Eléonore Sulser, Le Temps/Samedi culturel, Genève, 10 mai 2014

Le Chef de Gare

« C'est un garçon qui s'échappe de la table familiale pour courir voir arriver les trains à la gare de ce village de montagne. (...) Sous l'apparence d'une chronique douce-amère d'une enfance tendant à l'âge adulte, Armen Godel pose dans Le Chef de Gare la question du destin individuel. Les envies enfantines sont-elles solubles dans le mûrissement désenchanté de l'adulte ?
Le chemin de fer, c'est " l'ultime jeu par lequel l'enfance doit laisser ses plumes ". C'est un réseau de signes que l'auteur détache de cette montagne : le train devient le trait d'union, au travers du tunnel qui conjugue fascination et cauchemar, entra les territoires de l'enfance, en-haut et l'ailleurs. »

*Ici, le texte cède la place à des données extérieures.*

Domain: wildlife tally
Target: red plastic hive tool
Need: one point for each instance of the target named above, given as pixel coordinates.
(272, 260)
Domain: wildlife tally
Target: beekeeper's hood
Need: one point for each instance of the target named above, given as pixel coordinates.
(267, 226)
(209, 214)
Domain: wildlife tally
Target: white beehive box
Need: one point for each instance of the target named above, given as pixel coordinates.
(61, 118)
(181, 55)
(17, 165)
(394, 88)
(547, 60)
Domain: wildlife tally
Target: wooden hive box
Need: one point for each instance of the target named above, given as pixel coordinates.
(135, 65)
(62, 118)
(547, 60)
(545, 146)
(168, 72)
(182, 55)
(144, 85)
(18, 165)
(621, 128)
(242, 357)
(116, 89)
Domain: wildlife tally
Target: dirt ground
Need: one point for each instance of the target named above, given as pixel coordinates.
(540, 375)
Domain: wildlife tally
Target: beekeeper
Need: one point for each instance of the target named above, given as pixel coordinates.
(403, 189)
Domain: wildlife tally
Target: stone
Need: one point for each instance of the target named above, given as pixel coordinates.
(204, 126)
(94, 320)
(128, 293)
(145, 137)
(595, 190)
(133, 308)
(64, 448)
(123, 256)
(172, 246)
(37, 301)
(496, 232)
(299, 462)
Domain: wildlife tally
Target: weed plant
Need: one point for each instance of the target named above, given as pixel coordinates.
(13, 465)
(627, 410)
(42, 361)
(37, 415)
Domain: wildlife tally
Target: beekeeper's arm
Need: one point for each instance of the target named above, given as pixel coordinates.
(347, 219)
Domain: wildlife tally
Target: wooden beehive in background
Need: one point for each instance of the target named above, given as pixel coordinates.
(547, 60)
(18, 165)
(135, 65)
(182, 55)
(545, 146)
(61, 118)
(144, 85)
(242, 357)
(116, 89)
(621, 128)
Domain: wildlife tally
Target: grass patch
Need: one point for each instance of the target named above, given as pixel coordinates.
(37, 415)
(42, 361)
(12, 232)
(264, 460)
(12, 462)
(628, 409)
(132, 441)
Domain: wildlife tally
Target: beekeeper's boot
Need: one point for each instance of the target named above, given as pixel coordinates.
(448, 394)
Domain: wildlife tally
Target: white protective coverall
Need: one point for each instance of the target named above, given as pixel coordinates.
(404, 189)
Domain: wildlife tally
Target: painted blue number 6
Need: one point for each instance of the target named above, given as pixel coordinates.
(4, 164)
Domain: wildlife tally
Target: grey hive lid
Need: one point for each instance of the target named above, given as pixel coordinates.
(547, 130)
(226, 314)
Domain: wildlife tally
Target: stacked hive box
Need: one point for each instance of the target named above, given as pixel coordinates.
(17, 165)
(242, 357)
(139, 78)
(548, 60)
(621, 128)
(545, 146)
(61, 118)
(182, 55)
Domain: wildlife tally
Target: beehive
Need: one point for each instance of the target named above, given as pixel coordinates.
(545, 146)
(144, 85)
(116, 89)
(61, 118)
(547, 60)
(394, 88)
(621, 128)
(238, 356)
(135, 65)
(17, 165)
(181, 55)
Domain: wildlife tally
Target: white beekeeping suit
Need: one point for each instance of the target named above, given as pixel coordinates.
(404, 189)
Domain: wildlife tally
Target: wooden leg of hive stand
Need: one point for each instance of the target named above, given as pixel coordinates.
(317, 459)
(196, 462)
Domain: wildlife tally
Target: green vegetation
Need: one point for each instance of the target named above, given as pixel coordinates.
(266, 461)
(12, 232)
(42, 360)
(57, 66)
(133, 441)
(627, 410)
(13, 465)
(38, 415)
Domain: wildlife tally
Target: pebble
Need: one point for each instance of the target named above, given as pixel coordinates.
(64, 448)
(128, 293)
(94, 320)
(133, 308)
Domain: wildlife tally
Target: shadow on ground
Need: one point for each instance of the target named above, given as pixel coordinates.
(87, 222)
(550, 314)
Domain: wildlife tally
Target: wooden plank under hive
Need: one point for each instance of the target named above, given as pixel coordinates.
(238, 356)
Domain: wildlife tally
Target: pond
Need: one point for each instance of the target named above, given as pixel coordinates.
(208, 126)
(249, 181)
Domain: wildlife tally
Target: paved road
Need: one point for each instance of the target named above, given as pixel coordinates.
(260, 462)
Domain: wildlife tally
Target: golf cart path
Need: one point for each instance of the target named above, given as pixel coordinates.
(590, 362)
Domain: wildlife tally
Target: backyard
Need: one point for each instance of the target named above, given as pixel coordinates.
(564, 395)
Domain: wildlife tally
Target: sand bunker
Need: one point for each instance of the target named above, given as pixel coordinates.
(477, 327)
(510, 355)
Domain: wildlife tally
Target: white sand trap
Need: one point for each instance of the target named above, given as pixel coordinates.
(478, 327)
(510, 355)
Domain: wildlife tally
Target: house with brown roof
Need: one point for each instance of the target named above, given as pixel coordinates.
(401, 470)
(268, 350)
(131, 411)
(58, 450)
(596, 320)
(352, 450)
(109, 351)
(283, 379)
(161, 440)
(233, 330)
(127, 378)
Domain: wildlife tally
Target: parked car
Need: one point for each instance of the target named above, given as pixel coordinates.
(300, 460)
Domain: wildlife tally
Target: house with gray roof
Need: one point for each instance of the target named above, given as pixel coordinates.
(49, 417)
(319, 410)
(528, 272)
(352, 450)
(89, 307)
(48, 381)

Jacques Sterchi, La Liberté, Fribourg, 1er mai 1999

Isola Bella

« Isola Bella est une histoire d'amour en cinq paysages d'hiver, – ou un retable en cinq tableaux. Un roman où il se passe quelque chose (ce n'est pas si fréquent aujourd'hui), – une action, comme au théâtre, même s'il s'agit d'une sorte d'action négative, une fuite de ville en ville, de scène en scène. (...)
Un roman du déplacement plus que du mouvement, et le lecteur subit mimétiquement cet exil, ou cet exode exténuant, parce qu'éclaté, syncopé, souvent haletant. Un roman où se retrouve, se déchire à nouveau, toujours se fascine un couple, et nous revient le récitatif de Strindberg, encore lui, comme un cruel témoin à charge. Un roman avec des haltes, mais elles sont plus éprouvantes que l'étape, parce qu'elles se révèlent habilement ménagées pour séparer ou faire souffrir. Autant de scènes dans la pièce, et celle d'Einsiedeln est particulièrement dense, si le couple fracturé et aimanté s'y voit jeté en présence de la sainteté, du don de soi, du silence monastique et de l'absolu, qu'une longue citation hagiographique dans le goût du grotesque ponctue de corrosive ironie. (...)
La technique du romancier consiste à impliquer le lecteur dans cette interrogation, à le compromettre physiquement, quasiment à le malaxer au rythme inconfortable de son récit. Non pas, on l'entend bien, récit de l'extérieur, ou distancié, mais participation au drame, corps à corps souvent gênant avec le couple, ou avec le désir, le fantasme du personnage. (…)
Impudique, Armen Godel ? Voyons plutôt que le romancier, sûr de son effet, – au sens de l'effet, the effect d'Edgar Poe –, est un révélateur décisif de négativités, d'impuissances, de manques, de stupeur, et c'est dans ces envers, ou dans ces miroirs en creux, qu'il nous contraint à nous regarder sombrement dans son regard. C'est une forme subtile de la sympathie tragique. »

Jacques Chessex, Laudatio
Prix Lipp 1995 (extraits)

Raratonga

« Raratonga se pose comme un roman initiatique. Ou comme le suggère son auteur, comme un roman chamanique. (...) Un cheminement, une traversée. Il y a eu la venue du cirque dans le village de montagne où le narrateur et sa femme se sont retirés. La soirée, l'érotique numéro de la danseuse noire et de l'éléphant sacré, Raratonga, venu "tout droit du temple de Borobudur". Puis ces bruits dans la nuit agrandis tandis que le couple dormait. Simon est parti. Il a vu le massacre de l'éléphant échappé. Avec d'autres, il a suivi sa trace, a grimpé jusqu'au sommet de la montagne dans la course agonisante de l'éléphant qui seul savait le chemin... »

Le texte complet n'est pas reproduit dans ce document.